Feltre, 1927 – Rome, 1964
Tancredi Parmeggiani was an Italian painter, better known as Tancredi. His early years were difficult as he lived in a constant feeling of marginality, very far from artistic education. In Venice he became a good friend of Emilio Vedova.
In 1947, he traveled to Paris where he met the avant-garde artists. When he returned to Italy, in 1949 he held his solo show at the Galleria Sandri in Venice where he already revealed the directions of his future artistic research: Signs, Space and Colors.
In 1950, he spent almost a year in Rome where he frequented Dorazio and Turcato, and exhibited at the premiere “Mostra dell’Arte Astratta Italiana” at the National Gallery of Modern and Contemporary Art in Rome.
In 1952, when he returned to Venice, he met Peggy Guggenheim who bought him works and gave him the opportunity to approach the artists of action painting.

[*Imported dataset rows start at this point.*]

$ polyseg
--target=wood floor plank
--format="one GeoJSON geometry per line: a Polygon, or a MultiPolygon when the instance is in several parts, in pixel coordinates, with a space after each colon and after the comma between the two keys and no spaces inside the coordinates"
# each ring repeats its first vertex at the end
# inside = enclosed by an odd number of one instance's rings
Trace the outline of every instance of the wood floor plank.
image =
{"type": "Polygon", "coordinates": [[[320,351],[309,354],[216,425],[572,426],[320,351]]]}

His abstract compositions have a lot in common with American abstract expressionists, particularly in their physicality and the way the artist painted from inside the canvas, which was stretched on the ground, in a perfect meeting between art and life.

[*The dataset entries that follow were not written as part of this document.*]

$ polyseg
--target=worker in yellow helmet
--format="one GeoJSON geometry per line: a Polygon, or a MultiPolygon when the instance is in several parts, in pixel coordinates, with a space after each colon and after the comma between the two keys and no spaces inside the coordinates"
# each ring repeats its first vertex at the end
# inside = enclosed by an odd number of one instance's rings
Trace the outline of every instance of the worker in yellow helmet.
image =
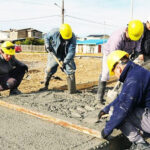
{"type": "Polygon", "coordinates": [[[60,28],[52,29],[45,35],[45,48],[48,52],[48,62],[45,69],[44,88],[40,91],[48,90],[49,81],[57,71],[58,60],[62,63],[61,69],[68,75],[69,93],[75,93],[75,70],[74,62],[76,37],[69,24],[62,24],[60,28]],[[57,60],[58,59],[58,60],[57,60]]]}
{"type": "Polygon", "coordinates": [[[107,56],[116,49],[123,49],[129,55],[138,57],[140,61],[144,60],[141,53],[141,37],[143,35],[144,26],[140,20],[132,20],[128,27],[115,31],[108,39],[107,43],[102,46],[103,60],[102,73],[99,77],[99,86],[97,91],[97,99],[101,104],[105,103],[104,94],[106,82],[109,80],[107,67],[107,56]]]}
{"type": "Polygon", "coordinates": [[[10,89],[10,95],[20,94],[20,85],[27,65],[15,58],[15,45],[6,41],[0,46],[0,91],[10,89]]]}
{"type": "Polygon", "coordinates": [[[150,61],[150,17],[148,17],[146,23],[144,23],[144,37],[141,47],[144,54],[144,61],[150,61]]]}
{"type": "Polygon", "coordinates": [[[107,65],[109,74],[115,75],[123,87],[117,98],[98,115],[100,119],[110,114],[101,135],[109,139],[113,129],[117,128],[132,142],[130,149],[149,150],[150,145],[141,133],[150,133],[150,72],[130,61],[129,54],[122,50],[111,52],[107,65]]]}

In 1952, Tancredi signed the manifesto of “Spazialismo” with Deluigi, Vianello, De Toffoli, Guidi, and Burri, based on the 1947 “Manifiesto Blanco” by Lucio Fontana.

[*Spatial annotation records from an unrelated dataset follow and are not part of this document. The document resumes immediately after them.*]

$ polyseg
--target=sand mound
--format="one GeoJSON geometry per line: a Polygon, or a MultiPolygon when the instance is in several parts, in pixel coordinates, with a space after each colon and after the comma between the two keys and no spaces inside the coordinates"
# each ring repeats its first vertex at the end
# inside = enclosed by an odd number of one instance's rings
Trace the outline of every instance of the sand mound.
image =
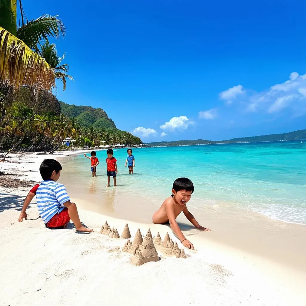
{"type": "Polygon", "coordinates": [[[146,236],[147,236],[148,237],[151,237],[151,239],[153,239],[153,237],[152,237],[152,234],[151,233],[151,230],[149,228],[149,229],[148,230],[147,232],[147,234],[146,234],[146,236]]]}
{"type": "Polygon", "coordinates": [[[125,226],[124,227],[123,231],[122,232],[122,234],[121,235],[121,237],[124,239],[128,239],[132,237],[127,223],[125,224],[125,226]]]}
{"type": "Polygon", "coordinates": [[[112,238],[116,238],[116,239],[120,238],[120,236],[119,236],[119,234],[118,232],[118,231],[117,230],[117,229],[115,230],[114,231],[112,238]]]}
{"type": "Polygon", "coordinates": [[[156,237],[154,238],[154,243],[155,244],[161,245],[162,244],[162,238],[159,233],[157,233],[156,237]]]}
{"type": "Polygon", "coordinates": [[[141,244],[143,241],[144,240],[142,238],[142,236],[140,232],[140,230],[138,228],[136,234],[135,234],[135,237],[134,237],[132,245],[131,246],[130,252],[129,252],[131,254],[133,254],[134,251],[136,251],[138,248],[139,245],[141,244]]]}
{"type": "Polygon", "coordinates": [[[132,263],[140,266],[149,261],[158,261],[159,258],[151,237],[146,235],[138,248],[134,250],[131,259],[132,263]]]}
{"type": "Polygon", "coordinates": [[[105,221],[105,223],[104,225],[104,226],[103,227],[103,229],[102,230],[102,233],[101,233],[102,234],[107,235],[109,235],[110,233],[110,227],[108,225],[108,224],[107,224],[107,221],[105,221]]]}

In 1954 he participated in “Tendences Actuelles” at the Kunsthalle in Berne, with Pollock and Mathieu. In the 1950s he produced series such as Facezie (“sornettes”) and Arabesques. He met Dubuffet, Klein and Giacometti, people who will be important to him.
In 1955 he separated from Peggy Guggenheim but nevertheless, continued to exhibit in Paris, New York or even London or Rome.
His health deteriorated and he was diagnosed with paranoid schizophrenia. In 1964, he exhibited at the Venice Biennale, and in September committed suicide in Rome, throwing himself into the Tiber.